I have also included prefiltering to convert data samples into B-spline coefficients and several example programs + code.
The CUDA version is 327 times faster than a non-optimized CPU implementation on my PC! :)
interested? download the code from: CUDA cubic interpolation
edit: The website address has changed (my previous provider went bankrupt).
I must admit that I also completely missed this example. When I started with my version, I used the SDK 2 beta, and there the example was not present yet, and when I later upgraded, I did not check the examples well enough :">
Since the SDK example also contains a benchmarking mode I quickly tried with both the SDK cubic interpolation and my code (it was very easy to integrate that one):
regular 2D linear interpolation: 1214 Mpixels/sec
SDK 2D cubic interpolation: 1198 Mpixels/sec
my 2D cubic interpolation: 1205 Mpixels/sec :)
It is striking that cubic interpolation (both versions) is hardly slower than linear interpolation. I guess that this is due to caching.
Of course my coding effort was not completely in vain, since I also offer 3D cubic interpolation and the Thevanaz prefilter.
Without the prefilter cubic interpolation has a smoothing effect (you can actually see that when you look closely at the SDK example output).
Straight-forwardly thinking you would need two texture fetch units for every processing unit to explain the missing factor two (so exactly the opposite), otherwise the processing units are just waiting for the texture fetch to finish.
Anyway, the real situation is a bit more complex: there are two streaming multiprocessor units (SM), a L1 texture cache and a texture unit on every texture processor cluster (TPC) for the GeForce 8800 architecture. Every SM possesses eight streaming processors (SP). See e.g. this powerpoint.

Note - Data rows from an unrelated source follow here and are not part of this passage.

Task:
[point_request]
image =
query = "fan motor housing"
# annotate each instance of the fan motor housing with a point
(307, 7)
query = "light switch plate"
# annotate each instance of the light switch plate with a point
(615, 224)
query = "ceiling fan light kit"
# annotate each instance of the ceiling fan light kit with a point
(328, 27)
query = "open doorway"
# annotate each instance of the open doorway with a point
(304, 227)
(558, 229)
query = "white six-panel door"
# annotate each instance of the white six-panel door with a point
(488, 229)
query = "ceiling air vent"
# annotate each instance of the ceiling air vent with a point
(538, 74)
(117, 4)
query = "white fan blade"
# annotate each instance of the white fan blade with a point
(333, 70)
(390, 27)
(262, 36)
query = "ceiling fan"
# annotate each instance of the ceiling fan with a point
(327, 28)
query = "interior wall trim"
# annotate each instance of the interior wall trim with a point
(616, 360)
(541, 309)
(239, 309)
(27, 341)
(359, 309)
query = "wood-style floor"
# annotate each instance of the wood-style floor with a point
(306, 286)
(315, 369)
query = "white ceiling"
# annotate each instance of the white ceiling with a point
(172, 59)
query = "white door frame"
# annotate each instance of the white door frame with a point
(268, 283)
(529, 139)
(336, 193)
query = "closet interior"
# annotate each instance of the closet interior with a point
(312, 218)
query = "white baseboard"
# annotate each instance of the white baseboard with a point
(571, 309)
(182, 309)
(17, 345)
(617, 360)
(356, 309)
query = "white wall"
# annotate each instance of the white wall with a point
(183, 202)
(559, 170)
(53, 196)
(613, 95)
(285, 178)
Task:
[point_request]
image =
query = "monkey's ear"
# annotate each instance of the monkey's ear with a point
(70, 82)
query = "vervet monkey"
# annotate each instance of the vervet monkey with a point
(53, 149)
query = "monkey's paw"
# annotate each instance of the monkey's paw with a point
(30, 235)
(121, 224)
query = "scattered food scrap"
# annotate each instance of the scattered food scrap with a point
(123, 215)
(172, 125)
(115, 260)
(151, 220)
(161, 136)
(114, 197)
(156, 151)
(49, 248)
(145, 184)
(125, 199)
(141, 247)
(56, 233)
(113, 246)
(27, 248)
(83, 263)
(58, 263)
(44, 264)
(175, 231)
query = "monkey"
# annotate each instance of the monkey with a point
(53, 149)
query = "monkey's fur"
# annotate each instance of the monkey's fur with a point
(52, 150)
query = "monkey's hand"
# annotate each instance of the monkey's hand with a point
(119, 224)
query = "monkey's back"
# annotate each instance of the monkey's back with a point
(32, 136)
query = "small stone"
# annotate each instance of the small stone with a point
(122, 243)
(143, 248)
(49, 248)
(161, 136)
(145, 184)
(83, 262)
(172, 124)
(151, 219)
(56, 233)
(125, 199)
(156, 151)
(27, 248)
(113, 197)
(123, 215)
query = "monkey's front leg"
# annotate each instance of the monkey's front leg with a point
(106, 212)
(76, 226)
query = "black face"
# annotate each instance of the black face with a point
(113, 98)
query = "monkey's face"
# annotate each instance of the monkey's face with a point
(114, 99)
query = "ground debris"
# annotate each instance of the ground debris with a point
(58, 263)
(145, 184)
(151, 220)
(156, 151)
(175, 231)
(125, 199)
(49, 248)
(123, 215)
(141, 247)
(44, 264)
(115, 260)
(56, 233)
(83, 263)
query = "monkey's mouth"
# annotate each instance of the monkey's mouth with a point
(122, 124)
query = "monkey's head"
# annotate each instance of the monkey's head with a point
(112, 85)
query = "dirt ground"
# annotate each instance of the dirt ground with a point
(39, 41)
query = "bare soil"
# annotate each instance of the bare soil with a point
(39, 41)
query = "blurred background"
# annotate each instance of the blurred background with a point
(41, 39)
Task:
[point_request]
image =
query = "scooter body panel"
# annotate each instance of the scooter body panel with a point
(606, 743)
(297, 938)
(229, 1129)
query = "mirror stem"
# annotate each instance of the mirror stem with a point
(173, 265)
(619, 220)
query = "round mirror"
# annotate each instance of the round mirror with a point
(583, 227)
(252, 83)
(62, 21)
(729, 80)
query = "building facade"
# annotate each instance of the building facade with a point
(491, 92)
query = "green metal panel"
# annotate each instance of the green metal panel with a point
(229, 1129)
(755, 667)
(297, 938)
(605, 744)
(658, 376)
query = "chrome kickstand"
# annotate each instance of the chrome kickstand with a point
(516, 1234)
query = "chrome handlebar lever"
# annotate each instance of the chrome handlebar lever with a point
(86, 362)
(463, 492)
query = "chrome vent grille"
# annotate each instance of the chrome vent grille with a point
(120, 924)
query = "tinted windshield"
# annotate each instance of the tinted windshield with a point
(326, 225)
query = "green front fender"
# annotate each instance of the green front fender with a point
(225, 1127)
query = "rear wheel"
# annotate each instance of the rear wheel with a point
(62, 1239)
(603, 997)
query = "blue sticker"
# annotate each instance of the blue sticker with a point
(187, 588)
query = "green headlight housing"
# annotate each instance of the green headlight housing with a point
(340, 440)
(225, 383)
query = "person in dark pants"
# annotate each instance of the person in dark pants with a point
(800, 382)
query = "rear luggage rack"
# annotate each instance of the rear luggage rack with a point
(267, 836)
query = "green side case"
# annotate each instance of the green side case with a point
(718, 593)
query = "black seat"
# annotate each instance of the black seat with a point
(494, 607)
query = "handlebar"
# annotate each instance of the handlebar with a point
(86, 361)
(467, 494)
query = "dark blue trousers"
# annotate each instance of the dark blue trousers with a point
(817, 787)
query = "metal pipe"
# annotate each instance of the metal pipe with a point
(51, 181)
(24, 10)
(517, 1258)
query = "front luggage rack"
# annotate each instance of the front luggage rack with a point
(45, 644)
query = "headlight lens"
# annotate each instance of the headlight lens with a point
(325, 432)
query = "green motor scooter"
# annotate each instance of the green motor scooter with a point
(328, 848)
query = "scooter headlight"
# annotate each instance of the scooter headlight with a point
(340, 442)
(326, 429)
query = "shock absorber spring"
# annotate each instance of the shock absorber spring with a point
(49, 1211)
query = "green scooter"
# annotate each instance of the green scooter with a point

Hey guys… its interesting to go through this thread. I am a new programmer for CUDA. I have a 1D cubic interpolation code . Can that also be seeded upto 100 times ? I haven’t thought about it much as i am still learning cuda, but was interested in knowing if thats is actually possible.
I would expect that for 1D interpolation the speedup is less, since you would benefit less from smart data rehashing, which is done by the GPU for 2D and 3D textures. However, I have not tried 1D, so why don’t you give it a try and let us know…
I have a 3D texture of water velocity data, where many grid points are land (i.e., null values). I would like to use CUDA and the cubic interpolation package to interpolate velocity at specific locations, but ignore the land data points.
Is this generally possible using the built-in interpolation hardware of GPU textures, or for the cubic interpolation package? I can set the land values to whatever I prefer, but not sure how to ignore them in the calculations.